The core content of Open Culture is its links to lecture courses and MOOCs. It’s good but, like other sites aiming to collate open access resources (including this one!), it struggles to stay ahead of the game. Dhawal Shah’s Class Central, which focuses exclusively on MOOCs, list over 7000 – seven times as many as Open Culture.

If it were a competition, Open Culture might lose out to Class Central, at least when it comes to listing MOOCs, but it’s not a competition! The more sites that are out there promoting this kind of online content the more people will become aware of them.

W3Schools and other web development resources

I am planning to post details of one outstanding open-access educational resource every day until the launch date of Educational Hub at the end of this month. Today’s choice is W3Schools, a website devoted to teaching coding for web development.

What they say

From the W3Schools “About” page:

“W3Schools is a web developers site, with tutorials and references on web development languages such as HTML, CSS, JavaScript, PHP, SQL, Python, jQuery, W3.CSS, and Bootstrap, covering most aspects of web programming…

“W3Schools was originally created in 1998 by Refsnes Data, a Norwegian software development and consulting company…

“W3Schools is, and will always be, a completely free developers resource…

“Many people work very hard to ensure w3schools remains useful, educational, updated, and interesting.”

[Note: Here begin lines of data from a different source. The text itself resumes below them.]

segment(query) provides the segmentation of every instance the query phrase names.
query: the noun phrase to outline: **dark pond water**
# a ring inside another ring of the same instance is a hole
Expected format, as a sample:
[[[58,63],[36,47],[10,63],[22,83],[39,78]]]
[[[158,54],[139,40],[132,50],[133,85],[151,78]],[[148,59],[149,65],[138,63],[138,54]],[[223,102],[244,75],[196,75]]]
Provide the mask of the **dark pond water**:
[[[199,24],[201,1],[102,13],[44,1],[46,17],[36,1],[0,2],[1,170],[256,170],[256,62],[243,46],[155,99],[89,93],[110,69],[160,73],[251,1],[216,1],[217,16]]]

https://www.w3schools.com/about/default.asp

What I say

I have used W3Schools countless times in designing and building my websites. I am not trained in coding or computer programming, but the explanations are nearly always clear and straightforward enough for a non-specialist like me to be able to understand them.

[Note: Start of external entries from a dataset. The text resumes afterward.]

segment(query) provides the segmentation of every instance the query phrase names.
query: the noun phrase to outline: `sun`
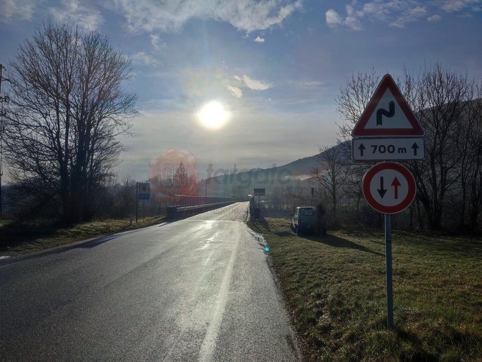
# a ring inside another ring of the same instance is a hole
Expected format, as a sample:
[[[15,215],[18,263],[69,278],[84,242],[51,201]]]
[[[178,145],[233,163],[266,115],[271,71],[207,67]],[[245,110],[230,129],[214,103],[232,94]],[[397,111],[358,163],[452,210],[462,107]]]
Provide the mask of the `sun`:
[[[222,103],[213,100],[204,104],[196,116],[203,126],[216,130],[226,124],[231,118],[231,113]]]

This is a wonderful example of the internet at its best – a collaborative open-access resource that has been worked on over the years. It is not the only site of its kind – among others are Tutorialspoint (“Our content and resources are freely available and we prefer to keep it that way”), Code.org (“Code.org® is a nonprofit dedicated to expanding access to computer science in schools and increasing participation by women and underrepresented minorities”) and Exercism (“Exercism is free forever … Exercism is entirely open source and relies on the contributions of thousands of wonderful people”) – but it is the most comprehensive and extensive.

Resources like these are levelling the playing field and changing the world we live in. By sharing them, promoting them and using them we can be the change we want to see!

What’s next?

Once I get the coding sorted out, the next step is going to be an online form for people to create a listing on Edhub. That’s much easier and requires a lot less input than creating web pages on the site, and a listing can always be expanded into web pages later on.

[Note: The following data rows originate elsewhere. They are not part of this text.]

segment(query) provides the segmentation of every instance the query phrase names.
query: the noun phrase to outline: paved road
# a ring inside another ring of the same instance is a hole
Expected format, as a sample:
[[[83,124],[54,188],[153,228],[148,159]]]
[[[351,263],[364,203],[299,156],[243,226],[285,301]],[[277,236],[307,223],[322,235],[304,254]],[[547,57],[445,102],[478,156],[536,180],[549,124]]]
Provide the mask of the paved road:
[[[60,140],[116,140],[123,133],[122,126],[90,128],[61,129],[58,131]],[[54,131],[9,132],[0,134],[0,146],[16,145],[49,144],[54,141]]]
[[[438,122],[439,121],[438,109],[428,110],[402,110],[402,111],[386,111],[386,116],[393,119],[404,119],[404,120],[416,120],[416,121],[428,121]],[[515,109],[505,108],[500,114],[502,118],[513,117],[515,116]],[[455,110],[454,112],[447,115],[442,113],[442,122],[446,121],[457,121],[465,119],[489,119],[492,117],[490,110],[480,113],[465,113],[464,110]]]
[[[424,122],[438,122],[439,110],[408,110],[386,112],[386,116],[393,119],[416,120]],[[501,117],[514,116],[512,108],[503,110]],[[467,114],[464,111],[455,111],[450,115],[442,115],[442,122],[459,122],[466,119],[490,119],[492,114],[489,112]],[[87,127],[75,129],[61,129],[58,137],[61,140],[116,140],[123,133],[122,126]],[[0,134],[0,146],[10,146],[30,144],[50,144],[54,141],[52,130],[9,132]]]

But I’m only an amateur when it comes to coding, and creating a form that will do the trick is testing me to the limits. I’m probably going to have to call in some outside help on this one, but I’m hoping it’ll be ready to roll within a week or so.

Edhub goes online!

The Educational Hub went online on January 1st. I’ve been using it for my regular teaching (John Wilson’s pages) and to showcase the educational videos I’ve been working on since I retired (Ano sensei!), and now I’m opening it up to other teachers.

Essentially, it’s a free hosting site for teachers to showcase their materials. I’m starting small – just grapevining, rather than advertising – because I wouldn’t be able to handle a large influx of people wanting to use it, but the long-term aim is to attract as many users as possible.

I’m hoping to establish a nucleus of about a dozen users at this pilot stage, before moving on to advertise it more widely. Any teething difficulties should get sorted out at this stage, and I’ll be able to get a feel of how it will work. Will it be a bunch of teachers who just happen to host their materials on the same site? Or will it become a kind of community of educators, sharing their concerns and airing their views? Obviously, the latter would be more exciting, but only time will tell!